- Born: 26 May 1944 (age 82) Raebareli, United Provinces, British India
- Citizenship: British
- Education: University of Karachi, Pakistan University of Manchester, U.K.
- Known for: Razi Naqvi Kinetic Law
- Scientific career
- Fields: Chemical and Biophysics
- Workplaces: Norwegian University of Science and Technology (NTNU) Norwegian Institute of Technology

= Kalbe Razi Naqvi =

British Pakistani-Norwegian physicist (born 1944)

Kalbe Razi Naqvi (قلب رضی نقوی; born 1944) is a British Pakistani-Norwegian physicist, who has been ordinarily resident in Norway since 1977, working as a professor of biophysics in the Norwegian University of Science and Technology. He retired at the end of June 2014, and is now a Prof. Emeritus in NTNU.

==Early life and education==
Born in Rae Bareli, British India in 1944, Naqvi received his school and university education in Karachi, and moved to the United Kingdom in 1964, when the University of Manchester awarded him a research scholarship. He joined the molecular physics group, and obtained his Ph.D. in 1968 for a thesis entitled “Delayed light emission from organic molecules in solution”. The Royal Society of London appointed him to a Rutherford Scholarship for the period 1968–71 to continue his work on the behaviour of the excited states of molecules. In 1969, he moved to the Department of Chemistry, University of Sheffield, where he stayed for five years.

==Research in chemical physics==

Naqvi became a naturalized British citizen in 1974, but left Sheffield for the Physical Chemistry Laboratory, Swiss Federal Institute of Technology (ETH) in Zurich. In 1976, he reported the first example of a comparatively rare phenomenon: electronic energy transfer, mediated by electron exchange, from a triplet donor to a double acceptor; in his experiments, the donor was the benzophenone triplet and the acceptor was the benzophenone ketyl radical.

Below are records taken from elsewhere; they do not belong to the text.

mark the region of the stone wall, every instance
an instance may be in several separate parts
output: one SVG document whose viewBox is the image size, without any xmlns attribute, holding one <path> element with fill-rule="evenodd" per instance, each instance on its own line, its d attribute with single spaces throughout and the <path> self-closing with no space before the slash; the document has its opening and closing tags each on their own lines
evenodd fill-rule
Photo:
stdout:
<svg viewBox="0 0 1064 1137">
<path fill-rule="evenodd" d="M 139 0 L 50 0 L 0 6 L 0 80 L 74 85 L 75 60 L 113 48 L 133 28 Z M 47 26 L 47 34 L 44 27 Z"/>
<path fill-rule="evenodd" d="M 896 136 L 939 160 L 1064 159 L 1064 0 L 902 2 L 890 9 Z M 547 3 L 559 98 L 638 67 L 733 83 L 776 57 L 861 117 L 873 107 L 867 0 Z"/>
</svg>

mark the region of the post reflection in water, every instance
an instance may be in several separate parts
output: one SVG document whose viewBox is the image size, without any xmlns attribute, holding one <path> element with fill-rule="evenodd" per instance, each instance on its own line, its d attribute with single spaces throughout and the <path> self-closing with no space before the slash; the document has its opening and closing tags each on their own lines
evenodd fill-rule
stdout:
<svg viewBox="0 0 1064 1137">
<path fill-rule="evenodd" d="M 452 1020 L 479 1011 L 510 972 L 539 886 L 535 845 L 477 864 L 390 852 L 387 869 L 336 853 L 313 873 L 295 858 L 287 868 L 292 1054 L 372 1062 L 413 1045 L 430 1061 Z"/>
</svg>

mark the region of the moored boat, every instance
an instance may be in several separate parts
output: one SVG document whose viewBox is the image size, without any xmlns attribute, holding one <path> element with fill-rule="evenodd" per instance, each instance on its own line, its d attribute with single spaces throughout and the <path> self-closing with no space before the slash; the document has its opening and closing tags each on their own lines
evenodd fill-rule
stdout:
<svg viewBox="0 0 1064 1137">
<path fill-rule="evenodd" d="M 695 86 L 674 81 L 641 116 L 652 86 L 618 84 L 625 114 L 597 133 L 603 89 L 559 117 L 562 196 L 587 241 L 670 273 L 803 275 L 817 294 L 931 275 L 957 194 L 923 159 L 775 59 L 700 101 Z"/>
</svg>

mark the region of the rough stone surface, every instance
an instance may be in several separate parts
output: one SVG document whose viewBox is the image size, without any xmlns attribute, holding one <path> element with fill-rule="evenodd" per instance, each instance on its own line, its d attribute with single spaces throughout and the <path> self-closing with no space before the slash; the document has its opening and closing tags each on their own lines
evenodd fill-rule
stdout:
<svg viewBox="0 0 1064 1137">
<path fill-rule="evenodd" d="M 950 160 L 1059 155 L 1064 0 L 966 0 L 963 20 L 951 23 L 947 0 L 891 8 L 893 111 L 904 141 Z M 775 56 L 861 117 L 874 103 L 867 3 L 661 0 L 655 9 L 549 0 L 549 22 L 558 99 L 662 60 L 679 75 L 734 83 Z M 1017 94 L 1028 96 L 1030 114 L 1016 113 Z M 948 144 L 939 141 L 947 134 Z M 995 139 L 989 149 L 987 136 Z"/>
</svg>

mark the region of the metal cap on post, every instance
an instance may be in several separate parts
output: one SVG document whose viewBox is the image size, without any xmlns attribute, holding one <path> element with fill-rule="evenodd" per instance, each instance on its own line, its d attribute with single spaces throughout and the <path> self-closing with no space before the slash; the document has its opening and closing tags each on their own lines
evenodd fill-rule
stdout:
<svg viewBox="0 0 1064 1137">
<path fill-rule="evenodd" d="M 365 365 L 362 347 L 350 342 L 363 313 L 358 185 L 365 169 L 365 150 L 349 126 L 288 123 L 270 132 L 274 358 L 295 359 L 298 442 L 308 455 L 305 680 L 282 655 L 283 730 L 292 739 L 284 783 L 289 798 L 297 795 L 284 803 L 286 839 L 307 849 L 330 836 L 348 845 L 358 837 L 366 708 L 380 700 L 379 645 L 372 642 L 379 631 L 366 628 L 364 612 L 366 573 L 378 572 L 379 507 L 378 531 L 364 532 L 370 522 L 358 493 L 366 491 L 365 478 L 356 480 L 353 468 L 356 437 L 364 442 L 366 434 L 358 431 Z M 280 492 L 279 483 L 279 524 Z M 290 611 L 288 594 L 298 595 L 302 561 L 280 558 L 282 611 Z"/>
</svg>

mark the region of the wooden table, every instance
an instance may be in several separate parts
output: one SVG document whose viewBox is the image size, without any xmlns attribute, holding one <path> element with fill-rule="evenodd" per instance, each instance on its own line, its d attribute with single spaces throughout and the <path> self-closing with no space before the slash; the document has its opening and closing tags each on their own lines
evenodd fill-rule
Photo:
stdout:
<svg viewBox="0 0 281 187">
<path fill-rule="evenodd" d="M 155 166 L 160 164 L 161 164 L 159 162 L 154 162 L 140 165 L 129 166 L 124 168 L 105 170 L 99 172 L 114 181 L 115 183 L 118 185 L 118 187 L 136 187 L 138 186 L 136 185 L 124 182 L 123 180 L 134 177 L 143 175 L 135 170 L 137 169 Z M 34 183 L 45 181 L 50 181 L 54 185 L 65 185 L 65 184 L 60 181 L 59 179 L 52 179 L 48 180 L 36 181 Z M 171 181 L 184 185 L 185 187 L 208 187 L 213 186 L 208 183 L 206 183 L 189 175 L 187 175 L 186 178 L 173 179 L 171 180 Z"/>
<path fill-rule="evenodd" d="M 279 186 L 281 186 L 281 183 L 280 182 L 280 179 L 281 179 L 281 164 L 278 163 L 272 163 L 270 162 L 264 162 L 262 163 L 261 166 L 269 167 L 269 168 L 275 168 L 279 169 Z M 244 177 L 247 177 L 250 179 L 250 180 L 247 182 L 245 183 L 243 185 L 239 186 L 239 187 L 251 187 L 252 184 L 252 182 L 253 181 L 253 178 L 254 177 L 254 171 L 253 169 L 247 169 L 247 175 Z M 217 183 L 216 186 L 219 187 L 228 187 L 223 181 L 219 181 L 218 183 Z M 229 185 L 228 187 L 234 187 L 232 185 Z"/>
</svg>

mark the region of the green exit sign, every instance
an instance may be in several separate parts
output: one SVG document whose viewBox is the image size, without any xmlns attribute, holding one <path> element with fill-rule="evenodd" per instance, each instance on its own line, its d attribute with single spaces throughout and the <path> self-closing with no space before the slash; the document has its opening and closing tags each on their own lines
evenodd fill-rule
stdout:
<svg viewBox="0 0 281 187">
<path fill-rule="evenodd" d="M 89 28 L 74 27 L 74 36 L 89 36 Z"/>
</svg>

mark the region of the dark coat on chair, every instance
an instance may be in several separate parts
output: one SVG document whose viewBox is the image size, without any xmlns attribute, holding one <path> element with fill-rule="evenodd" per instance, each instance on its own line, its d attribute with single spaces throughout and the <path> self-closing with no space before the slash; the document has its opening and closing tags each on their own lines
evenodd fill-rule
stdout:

==Research in biophysics==

Since moving to Trondheim in 1977, Naqvi has worked on a wide range of problems within physics, chemistry and biology, dividing his time equally between theory and experiment and between the pure and the applied. These topics include: (1) calculation of Franck–Condon factors, (2) applications of linear transport theory to chemical kinetics, diffuse reflection spectroscopy, and phonon transport in semiconductors, (3) spectroscopy of absorbing and scattering specimens, (4) primary photophysical processes in carotenoids, vitamin E and related molecules, (5) revival of quantum wave packets, (6) photoprotection in artificial and natural photosynthesis, (7) use of diffusive gradient in thin films (DGTF) for the in situ measurement of the labile forms of chemical elements in aqueous environments, sediments and soils, and (8) non-invasive measurement of blood pressure.

Naqvi’s many coauthors include a very large number of scientists from all over the world. Within NTNU, his collaborators include, apart from many physicists, several chemists (analytical, organic, physical) and two mathematicians. In addition to his steady research output, Naqvi has manifested his commitment to teaching by contributing to journals devoted to didactical aspects of science (American Journal of Physics, European Journal of Physics, Journal of Chemical Education).